Tax Court Rules, 15-2, the IRS Must Comply with Basic Administrative Law

Complying with the Internal Revenue Code and all the regulations the Treasury Department passes is hard enough for taxpayers, as they amount to thousands of pages of ambiguous rules and provisions. Making matters worse, the IRS unilaterally publishes guidance documents on its website every year that substantively change some of these rules without any input from Congress or taxpayers.
 
The IRS then uses this informal guidance against taxpayers during audits—despite the lack of Administrative Procedure Act (APA) and due process compliance in writing them. Thankfully, the Tax Court just made it more difficult for the IRS to enforce such pronouncements against taxpayers in a recent decision.
 
The case Green Valley Investors, LLC v. Commissioner concerned the applicability of a notice document the IRS issued in a conservation easement case. Conservation easements are transactions that allow taxpayers to limit the use of their land in exchange for charity tax deductions. Internal Revenue Code section 6707A requires taxpayers to disclose certain “reportable transactions” like conservation easements to the IRS or face stiff penalties.
 
The problem is that neither the statute nor regulations define “reportable transaction.” Instead, the IRS unilaterally publishes notices on its website that list certain transactions that the IRS believes are prone to abuse and require taxpayer disclosure. These notices do not go through APA notice-and-comment that every other federal regulation goes through. If taxpayers cannot find the ad hoc guidance document covering their situation, and fail to disclose the transaction, they are hit with a minimum $10,000 penalty. There are no defenses (such as good faith reliance on a professional advisor) taxpayers can use to avoid this penalty.
 
Green Valley involves such a 2017 IRS informal guidance document. The IRS published a notice listing the type of conservation easement the taxpayer used in this case as a “reportable transaction.” But the conservation easement in the case was created before the 2017 notice. Nonetheless, the IRS imposed major penalties on the taxpayer, who challenged the assessment as violating the APA because the IRS did not go through the proper steps in making a substantive tax rule.
 
In a rare opinion made by the full Tax Court, the IRS lost. In the 15-2 decision, the Court found that the IRS notice listing this easement as a reportable transaction was a substantive tax rule subject to full APA notice-and-comment rulemaking. Notice-and-comment rulemaking allows taxpayers to comment on the substance, unfairness, and complexities of the rule and forces the IRS to give an adequate response to legitimate taxpayer concerns before issuing a regulation that has the force of law.
 
This opinion is one of the most consequential from the Tax Court in recent memory. Its logic could strike down all IRS notices that make substantive changes to the tax code but do not go through notice-and-comment.
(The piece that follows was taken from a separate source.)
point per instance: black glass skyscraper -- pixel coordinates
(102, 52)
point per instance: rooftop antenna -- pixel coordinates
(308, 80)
It would return tax rulemaking to the APA process mandated by Congress and allow taxpayers to give input before an IRS rule is made law. The decision could bring much needed transparency and fairness to tax enforcement. In the upcoming months and years, we will see how consequential this decision will be.
 
This loss is just one in a string of crucial judicial decisions that have gone against the IRS for blatantly violating procedural requirements. It is long overdue to bring tax rulemaking back to transparency and allow taxpayers to give their input on the rules under which they must comply. It is likely that the government will appeal this decision to the United States Court of Appeals for the Fourth Circuit based in Richmond, Virginia. NTUF’s Taxpayer Defense Center will be monitoring the appeal.